Persistent homology centrality improves link prediction performance in Pubmed co-occurrence networks

This paper provides a novel approach to understanding the nature of innovation and scientific progress by analyzing large-scale datasets of scientific literature. A new measure of novelty potential or disruptiveness for a set of scientific entities is proposed, based in the mathematical formalism of algebraic topology via a method called persistent homology . In this framework, understanding where academic ideas depart from the existing body of knowledge to fill knowledge gaps is key to scoring a set of entities and their potential for filling future knowledge gaps. This framework is motivated by the assumption that scientific discovery has underlying regularities that can be modeled and predicted.
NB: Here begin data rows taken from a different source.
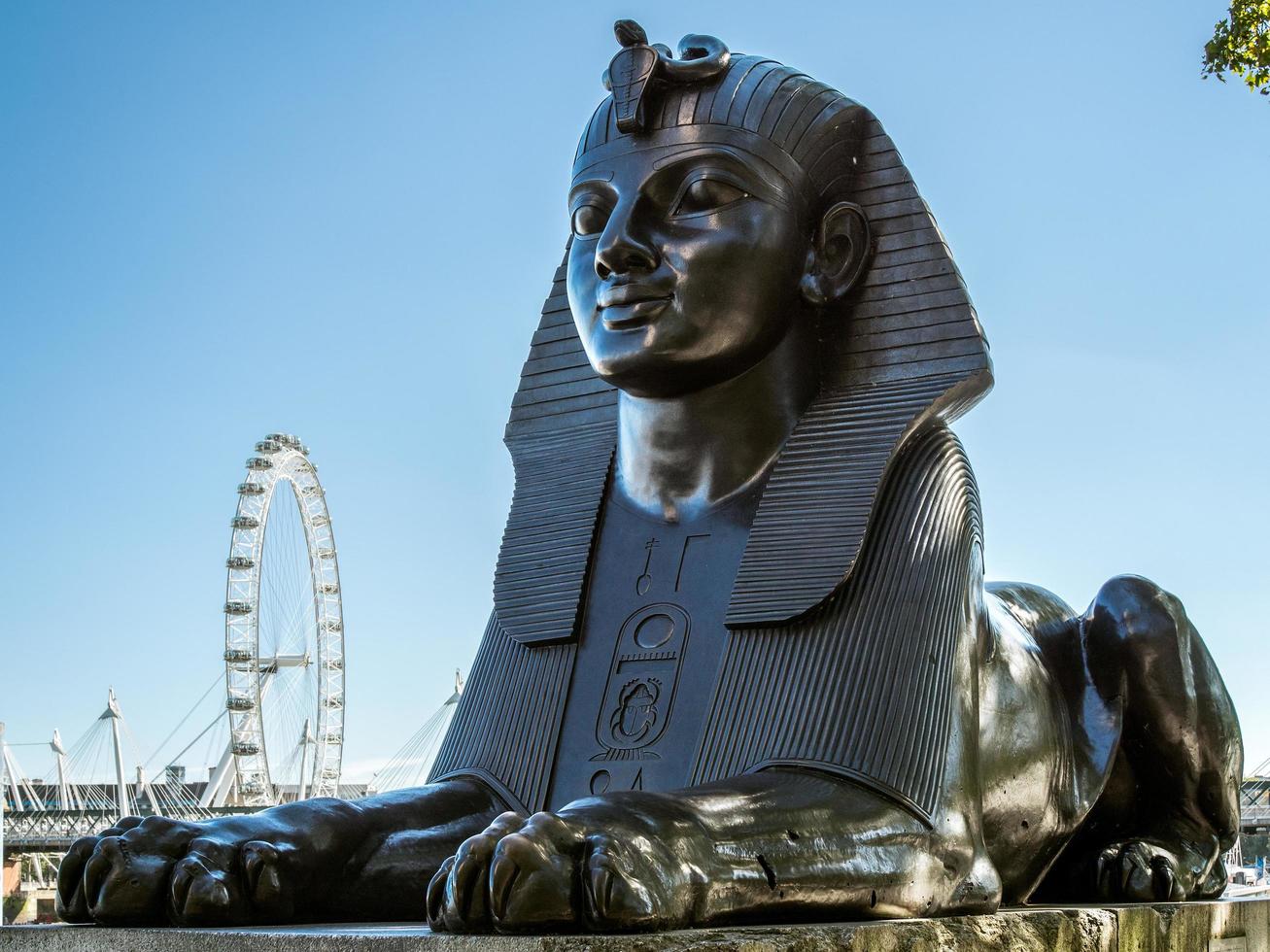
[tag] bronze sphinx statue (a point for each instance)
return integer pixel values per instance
(741, 664)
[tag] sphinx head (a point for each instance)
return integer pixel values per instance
(711, 215)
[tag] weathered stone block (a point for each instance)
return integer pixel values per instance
(1238, 926)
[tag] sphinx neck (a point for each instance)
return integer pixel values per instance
(679, 458)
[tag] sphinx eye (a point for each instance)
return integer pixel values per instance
(707, 194)
(588, 220)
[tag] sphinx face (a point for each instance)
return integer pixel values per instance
(685, 264)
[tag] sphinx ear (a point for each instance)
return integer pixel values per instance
(839, 255)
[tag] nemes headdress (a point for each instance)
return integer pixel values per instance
(905, 348)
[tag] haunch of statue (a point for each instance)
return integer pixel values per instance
(741, 664)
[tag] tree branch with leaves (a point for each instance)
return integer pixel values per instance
(1241, 46)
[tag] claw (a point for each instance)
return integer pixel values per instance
(437, 895)
(501, 877)
(96, 868)
(70, 901)
(182, 878)
(601, 890)
(1165, 881)
(259, 862)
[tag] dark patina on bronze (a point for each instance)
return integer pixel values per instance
(741, 664)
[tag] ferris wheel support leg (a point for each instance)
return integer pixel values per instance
(219, 786)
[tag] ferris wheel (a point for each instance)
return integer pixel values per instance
(284, 631)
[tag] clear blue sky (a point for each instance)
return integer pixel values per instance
(339, 220)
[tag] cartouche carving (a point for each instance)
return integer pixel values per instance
(741, 664)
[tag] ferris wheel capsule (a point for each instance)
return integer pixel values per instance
(284, 631)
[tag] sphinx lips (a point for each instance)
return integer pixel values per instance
(634, 314)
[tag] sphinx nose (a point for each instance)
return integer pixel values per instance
(621, 248)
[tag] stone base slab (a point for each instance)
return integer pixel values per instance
(1228, 926)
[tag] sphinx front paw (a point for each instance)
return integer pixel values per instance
(1141, 871)
(555, 873)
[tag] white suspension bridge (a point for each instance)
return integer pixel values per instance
(269, 728)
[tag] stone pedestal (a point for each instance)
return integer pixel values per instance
(1233, 926)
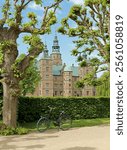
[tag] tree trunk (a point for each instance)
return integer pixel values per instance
(10, 103)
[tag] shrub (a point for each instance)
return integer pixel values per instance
(31, 108)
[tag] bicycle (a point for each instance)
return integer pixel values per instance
(62, 121)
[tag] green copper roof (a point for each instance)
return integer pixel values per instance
(72, 69)
(56, 69)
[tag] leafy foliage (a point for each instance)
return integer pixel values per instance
(31, 79)
(92, 30)
(90, 107)
(14, 69)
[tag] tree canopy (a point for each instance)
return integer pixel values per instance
(13, 68)
(92, 47)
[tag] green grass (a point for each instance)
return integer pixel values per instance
(75, 123)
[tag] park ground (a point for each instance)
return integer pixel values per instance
(84, 138)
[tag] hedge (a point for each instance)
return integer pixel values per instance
(30, 108)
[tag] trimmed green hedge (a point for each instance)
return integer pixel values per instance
(30, 108)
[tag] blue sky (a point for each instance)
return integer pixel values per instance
(66, 44)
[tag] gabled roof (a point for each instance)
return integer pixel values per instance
(72, 69)
(56, 69)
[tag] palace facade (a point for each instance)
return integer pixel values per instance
(59, 79)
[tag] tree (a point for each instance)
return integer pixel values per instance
(11, 26)
(31, 79)
(92, 31)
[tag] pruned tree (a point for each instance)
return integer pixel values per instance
(11, 26)
(92, 47)
(31, 79)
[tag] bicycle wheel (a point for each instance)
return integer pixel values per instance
(65, 122)
(42, 124)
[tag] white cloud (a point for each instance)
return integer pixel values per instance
(80, 2)
(35, 6)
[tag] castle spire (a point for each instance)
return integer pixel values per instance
(55, 47)
(45, 51)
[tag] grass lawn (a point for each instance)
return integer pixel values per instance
(75, 123)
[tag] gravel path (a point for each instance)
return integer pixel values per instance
(85, 138)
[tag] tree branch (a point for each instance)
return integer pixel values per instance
(55, 5)
(5, 12)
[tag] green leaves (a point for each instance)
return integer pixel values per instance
(92, 32)
(38, 2)
(31, 78)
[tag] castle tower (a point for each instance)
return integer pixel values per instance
(45, 54)
(67, 79)
(46, 83)
(56, 55)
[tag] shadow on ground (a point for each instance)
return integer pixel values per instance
(80, 148)
(23, 142)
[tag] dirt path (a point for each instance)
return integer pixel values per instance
(85, 138)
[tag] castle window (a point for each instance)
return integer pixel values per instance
(47, 62)
(87, 93)
(47, 69)
(55, 92)
(47, 75)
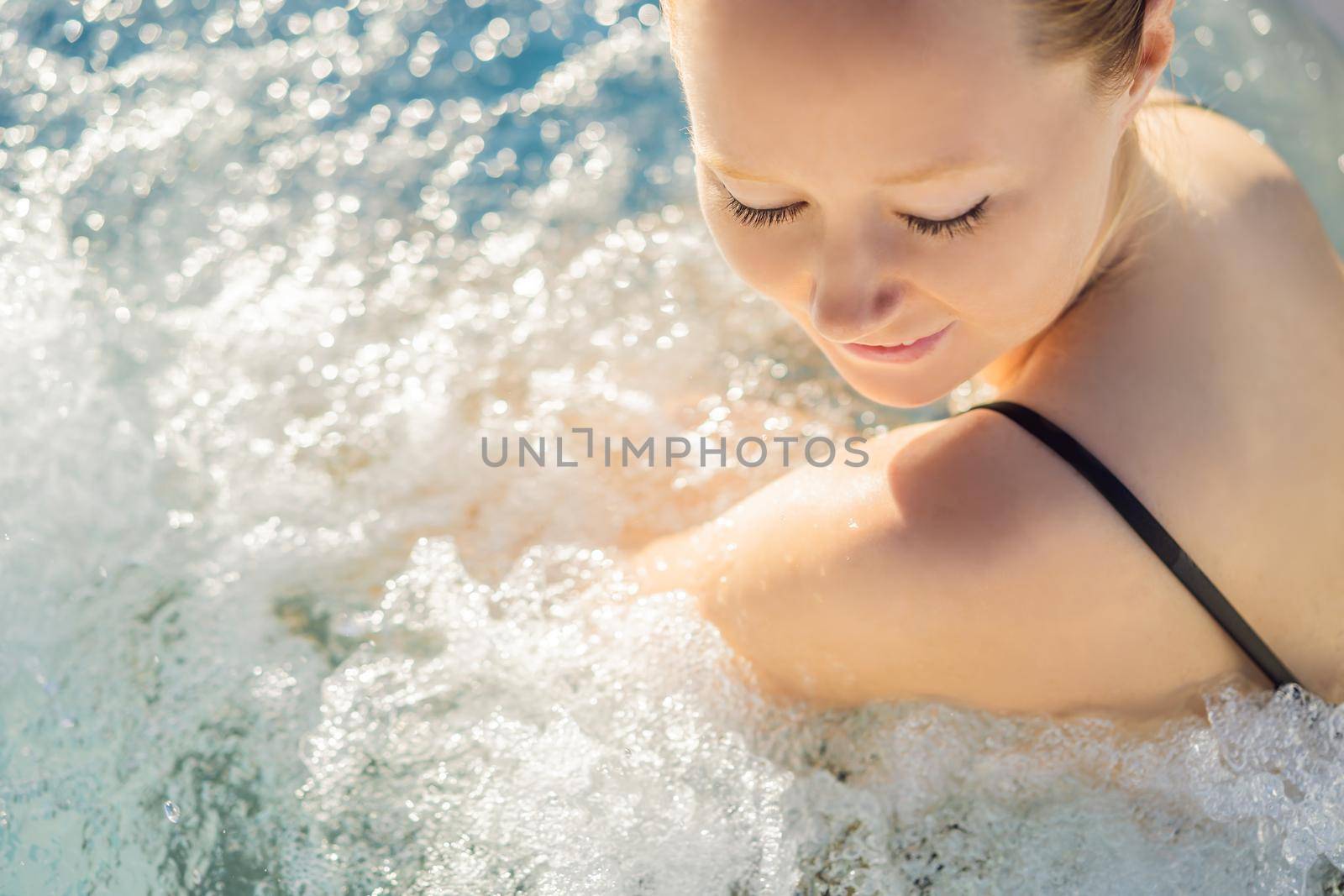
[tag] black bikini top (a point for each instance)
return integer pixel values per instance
(1152, 532)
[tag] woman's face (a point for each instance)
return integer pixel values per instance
(894, 170)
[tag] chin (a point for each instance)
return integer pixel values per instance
(916, 392)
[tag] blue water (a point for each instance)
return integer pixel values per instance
(268, 273)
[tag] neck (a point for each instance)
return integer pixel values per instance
(1135, 194)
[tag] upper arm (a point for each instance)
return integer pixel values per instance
(965, 567)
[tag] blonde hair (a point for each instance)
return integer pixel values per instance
(1108, 34)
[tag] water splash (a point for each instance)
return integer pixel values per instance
(268, 273)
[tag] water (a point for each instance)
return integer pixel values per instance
(268, 271)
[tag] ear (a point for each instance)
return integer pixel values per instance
(1153, 54)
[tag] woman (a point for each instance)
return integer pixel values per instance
(945, 188)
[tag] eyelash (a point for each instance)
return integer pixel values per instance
(963, 223)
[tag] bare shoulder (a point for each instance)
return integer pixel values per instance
(964, 563)
(1241, 186)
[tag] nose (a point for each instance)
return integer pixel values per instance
(844, 311)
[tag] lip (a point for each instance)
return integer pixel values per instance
(898, 354)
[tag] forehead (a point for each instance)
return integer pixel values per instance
(786, 86)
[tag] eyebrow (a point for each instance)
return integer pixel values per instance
(927, 172)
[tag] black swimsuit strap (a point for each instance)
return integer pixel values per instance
(1152, 532)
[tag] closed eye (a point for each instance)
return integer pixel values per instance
(961, 224)
(761, 217)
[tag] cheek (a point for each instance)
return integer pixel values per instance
(1026, 269)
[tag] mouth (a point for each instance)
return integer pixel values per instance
(900, 354)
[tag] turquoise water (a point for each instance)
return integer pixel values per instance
(268, 273)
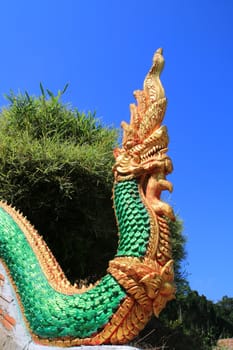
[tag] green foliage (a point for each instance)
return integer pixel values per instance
(55, 165)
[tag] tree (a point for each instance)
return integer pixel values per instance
(55, 166)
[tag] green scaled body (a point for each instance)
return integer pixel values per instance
(51, 314)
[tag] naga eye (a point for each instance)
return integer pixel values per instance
(136, 159)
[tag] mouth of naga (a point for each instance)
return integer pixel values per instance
(155, 153)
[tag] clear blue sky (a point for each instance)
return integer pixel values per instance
(104, 48)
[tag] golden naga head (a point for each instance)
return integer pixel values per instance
(145, 141)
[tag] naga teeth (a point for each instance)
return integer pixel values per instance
(152, 151)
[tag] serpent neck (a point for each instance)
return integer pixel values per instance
(132, 219)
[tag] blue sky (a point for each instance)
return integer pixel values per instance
(103, 49)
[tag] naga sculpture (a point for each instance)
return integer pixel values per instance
(139, 280)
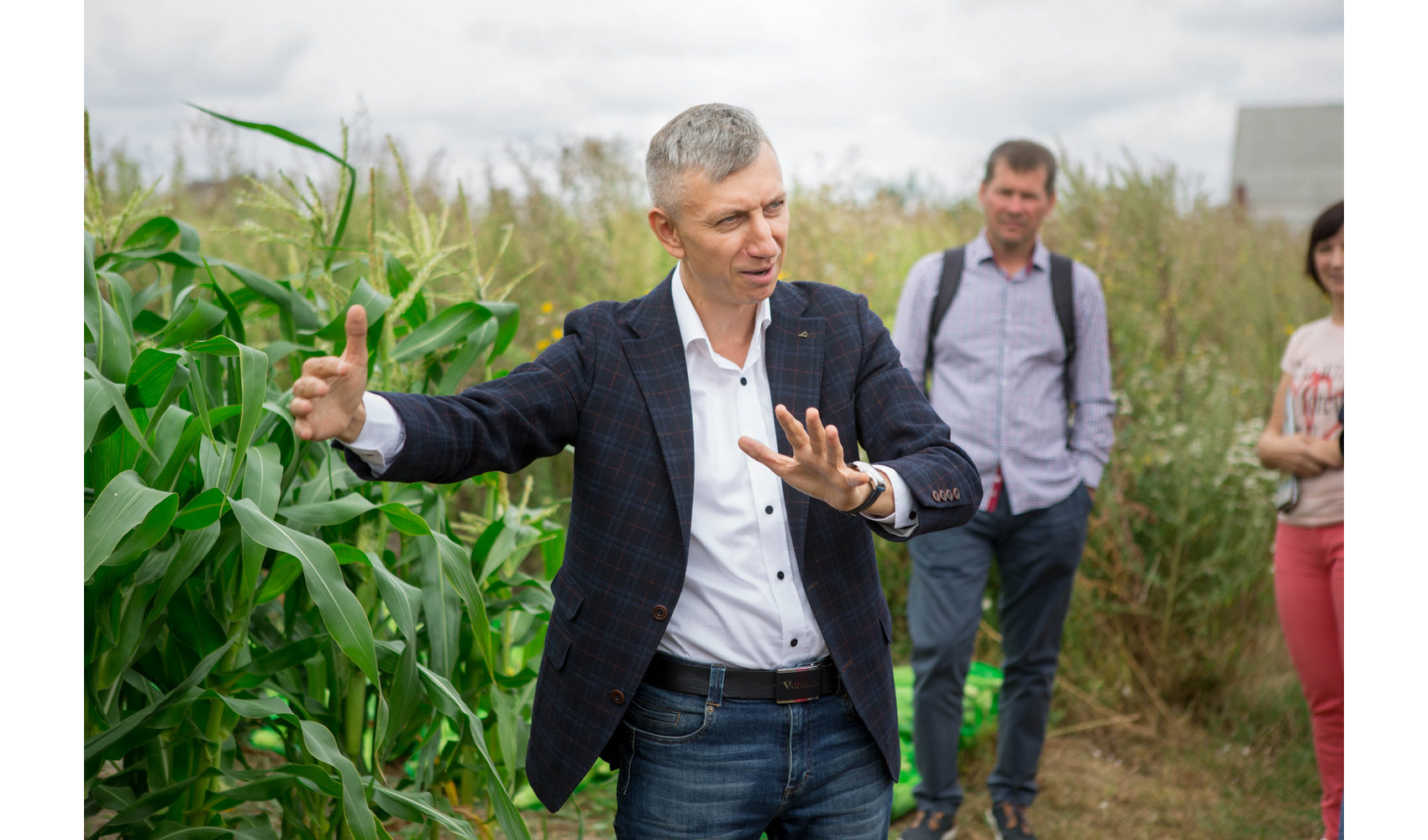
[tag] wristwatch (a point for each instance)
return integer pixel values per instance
(879, 486)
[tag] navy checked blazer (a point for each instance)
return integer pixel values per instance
(616, 389)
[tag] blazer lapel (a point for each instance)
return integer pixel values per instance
(656, 356)
(793, 356)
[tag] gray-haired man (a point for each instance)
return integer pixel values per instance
(718, 632)
(1021, 349)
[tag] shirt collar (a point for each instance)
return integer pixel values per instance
(980, 250)
(691, 329)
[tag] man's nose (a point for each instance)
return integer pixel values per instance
(761, 242)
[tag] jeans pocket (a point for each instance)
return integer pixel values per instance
(653, 719)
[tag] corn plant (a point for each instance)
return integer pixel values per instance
(275, 648)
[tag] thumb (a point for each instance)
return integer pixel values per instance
(356, 350)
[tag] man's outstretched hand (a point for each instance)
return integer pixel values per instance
(816, 467)
(328, 397)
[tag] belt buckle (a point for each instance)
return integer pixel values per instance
(797, 685)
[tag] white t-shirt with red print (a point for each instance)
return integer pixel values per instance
(1314, 362)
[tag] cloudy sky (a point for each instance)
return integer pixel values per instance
(846, 87)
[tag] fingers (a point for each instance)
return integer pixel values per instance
(760, 452)
(795, 430)
(323, 367)
(356, 350)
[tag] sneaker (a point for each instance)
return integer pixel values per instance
(1009, 822)
(930, 826)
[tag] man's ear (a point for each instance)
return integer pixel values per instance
(666, 232)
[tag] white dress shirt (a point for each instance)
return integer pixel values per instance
(743, 603)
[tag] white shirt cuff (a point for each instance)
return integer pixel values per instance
(381, 436)
(900, 522)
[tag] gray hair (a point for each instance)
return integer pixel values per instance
(714, 139)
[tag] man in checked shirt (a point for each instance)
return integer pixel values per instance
(1030, 402)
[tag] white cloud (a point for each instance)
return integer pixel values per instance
(899, 86)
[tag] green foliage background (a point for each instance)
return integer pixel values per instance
(276, 646)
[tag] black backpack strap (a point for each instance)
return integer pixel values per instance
(1066, 313)
(946, 291)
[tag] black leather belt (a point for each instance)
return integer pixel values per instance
(781, 686)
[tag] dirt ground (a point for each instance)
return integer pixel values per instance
(1111, 783)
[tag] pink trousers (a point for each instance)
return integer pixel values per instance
(1309, 591)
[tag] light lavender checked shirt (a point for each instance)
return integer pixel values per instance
(997, 373)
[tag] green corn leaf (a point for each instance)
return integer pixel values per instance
(112, 344)
(256, 709)
(295, 305)
(303, 142)
(363, 295)
(402, 599)
(179, 832)
(126, 505)
(328, 513)
(150, 375)
(283, 573)
(253, 377)
(96, 405)
(323, 748)
(456, 563)
(497, 543)
(175, 452)
(417, 807)
(202, 510)
(352, 506)
(509, 316)
(234, 316)
(399, 277)
(442, 607)
(444, 696)
(193, 548)
(453, 324)
(467, 356)
(156, 234)
(116, 397)
(196, 319)
(181, 695)
(342, 613)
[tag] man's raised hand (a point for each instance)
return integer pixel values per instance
(328, 397)
(817, 467)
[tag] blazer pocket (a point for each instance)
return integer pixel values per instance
(560, 633)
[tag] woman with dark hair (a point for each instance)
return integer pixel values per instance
(1301, 438)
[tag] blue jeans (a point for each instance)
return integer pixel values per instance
(1037, 554)
(718, 769)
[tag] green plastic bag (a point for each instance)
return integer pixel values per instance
(980, 701)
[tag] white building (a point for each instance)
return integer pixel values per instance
(1289, 162)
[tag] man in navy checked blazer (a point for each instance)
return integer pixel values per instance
(718, 633)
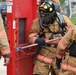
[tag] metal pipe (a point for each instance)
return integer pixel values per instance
(20, 48)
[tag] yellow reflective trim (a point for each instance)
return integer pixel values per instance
(42, 5)
(50, 3)
(51, 9)
(45, 7)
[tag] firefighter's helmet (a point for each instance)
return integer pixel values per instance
(47, 13)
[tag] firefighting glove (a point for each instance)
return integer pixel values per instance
(6, 59)
(40, 42)
(58, 61)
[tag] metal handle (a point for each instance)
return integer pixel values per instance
(20, 48)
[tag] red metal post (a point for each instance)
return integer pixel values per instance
(20, 11)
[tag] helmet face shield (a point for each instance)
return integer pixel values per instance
(46, 19)
(47, 13)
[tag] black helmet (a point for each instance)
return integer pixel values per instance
(47, 13)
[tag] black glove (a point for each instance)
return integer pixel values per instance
(40, 42)
(58, 61)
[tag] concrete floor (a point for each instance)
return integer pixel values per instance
(2, 68)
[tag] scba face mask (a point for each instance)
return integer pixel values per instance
(47, 13)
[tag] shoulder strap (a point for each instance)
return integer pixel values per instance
(60, 17)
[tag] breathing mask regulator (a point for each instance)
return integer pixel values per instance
(47, 13)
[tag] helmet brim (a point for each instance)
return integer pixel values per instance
(56, 6)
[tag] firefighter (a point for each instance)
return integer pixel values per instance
(54, 1)
(4, 45)
(47, 26)
(67, 44)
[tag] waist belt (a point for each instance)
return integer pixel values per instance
(54, 46)
(44, 59)
(72, 55)
(68, 67)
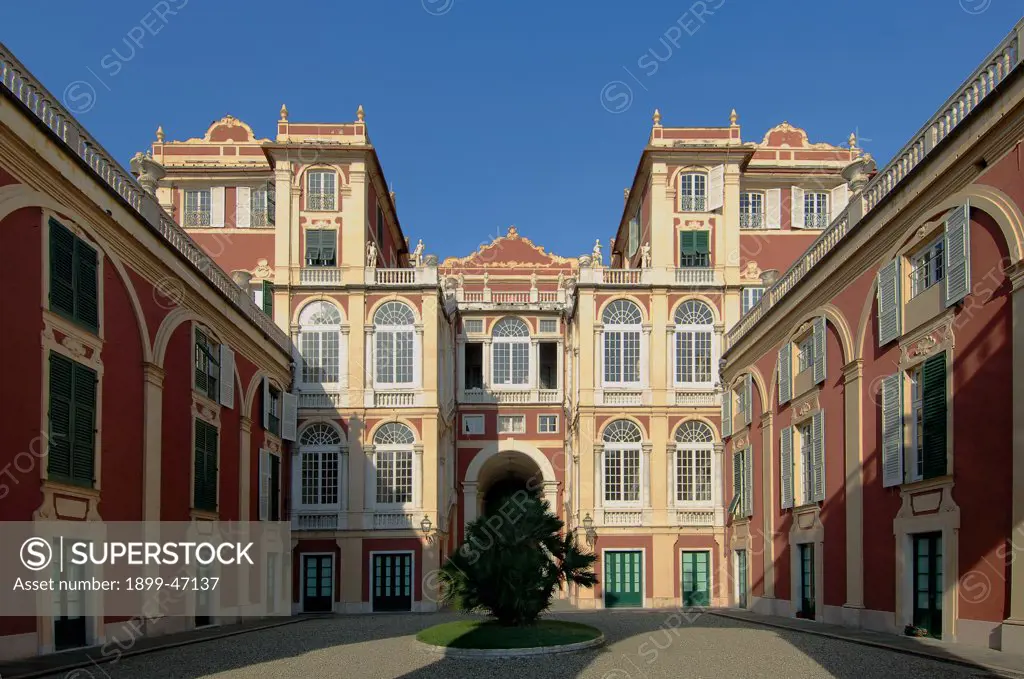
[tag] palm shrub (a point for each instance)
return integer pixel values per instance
(513, 560)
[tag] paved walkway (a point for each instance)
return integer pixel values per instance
(641, 644)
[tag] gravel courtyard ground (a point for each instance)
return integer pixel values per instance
(640, 645)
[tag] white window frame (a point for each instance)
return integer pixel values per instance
(511, 424)
(547, 424)
(513, 344)
(692, 330)
(689, 470)
(326, 199)
(473, 431)
(692, 198)
(752, 211)
(321, 334)
(392, 334)
(928, 266)
(816, 209)
(748, 302)
(624, 332)
(198, 196)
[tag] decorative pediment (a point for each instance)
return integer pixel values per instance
(509, 251)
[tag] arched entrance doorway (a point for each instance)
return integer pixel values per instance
(496, 474)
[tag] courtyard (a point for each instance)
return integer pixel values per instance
(647, 644)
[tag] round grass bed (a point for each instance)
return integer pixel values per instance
(483, 634)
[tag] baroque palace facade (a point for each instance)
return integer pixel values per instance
(751, 395)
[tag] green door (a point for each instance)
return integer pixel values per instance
(696, 579)
(623, 580)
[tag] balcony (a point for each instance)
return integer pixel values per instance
(320, 276)
(510, 396)
(315, 519)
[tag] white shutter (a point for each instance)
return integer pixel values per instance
(819, 349)
(748, 398)
(243, 207)
(217, 206)
(264, 484)
(727, 413)
(226, 376)
(889, 302)
(266, 404)
(797, 208)
(716, 187)
(289, 416)
(818, 455)
(785, 373)
(773, 209)
(957, 249)
(840, 197)
(785, 462)
(749, 480)
(892, 430)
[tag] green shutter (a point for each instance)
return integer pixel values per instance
(701, 243)
(935, 416)
(687, 243)
(84, 433)
(59, 450)
(268, 298)
(61, 269)
(87, 286)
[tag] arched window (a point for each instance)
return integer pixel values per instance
(692, 192)
(320, 472)
(694, 444)
(320, 334)
(393, 461)
(694, 333)
(622, 321)
(510, 352)
(394, 344)
(622, 463)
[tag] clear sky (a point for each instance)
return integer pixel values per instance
(491, 113)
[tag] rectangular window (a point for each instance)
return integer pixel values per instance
(71, 454)
(261, 206)
(692, 192)
(322, 247)
(547, 424)
(474, 366)
(806, 463)
(472, 424)
(74, 278)
(815, 210)
(511, 424)
(207, 366)
(927, 267)
(751, 298)
(320, 478)
(694, 249)
(752, 210)
(693, 474)
(205, 475)
(197, 208)
(321, 191)
(622, 475)
(394, 477)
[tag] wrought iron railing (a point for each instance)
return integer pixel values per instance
(18, 83)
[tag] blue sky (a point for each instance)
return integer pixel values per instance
(487, 114)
Our method uses a filtration , which is a type of ranking of hypergraph components along a chosen parameter. In this work two different axes are used, which constructs a growing grid of sub-hypergraphs. The axes of time (scientific knowledge evolution) and normalized point-wise mutual information (network structure) affords the ability to succinctly represent the entire dynamic structure of the scientific literature network. We then find that using very simple and interpretable measures of centrality derived from this crude bifiltration or vineyard affords the ability to predict links within the dynamic scientific network.

While several different methods of link prediction have been proposed in the past, the method presented here extends the notion of link prediction to a higher dimension, as the boundary of the knowledge gap may be more than just 0-dimensional nodes.

The system presented here not only suggests a mathematical basis, consistent with observations in cognitive neurosciences regarding early childhood language acquisition, but additionally provides useful applications for the scientific community in predicting and ranking hypothesis for scientific discovery.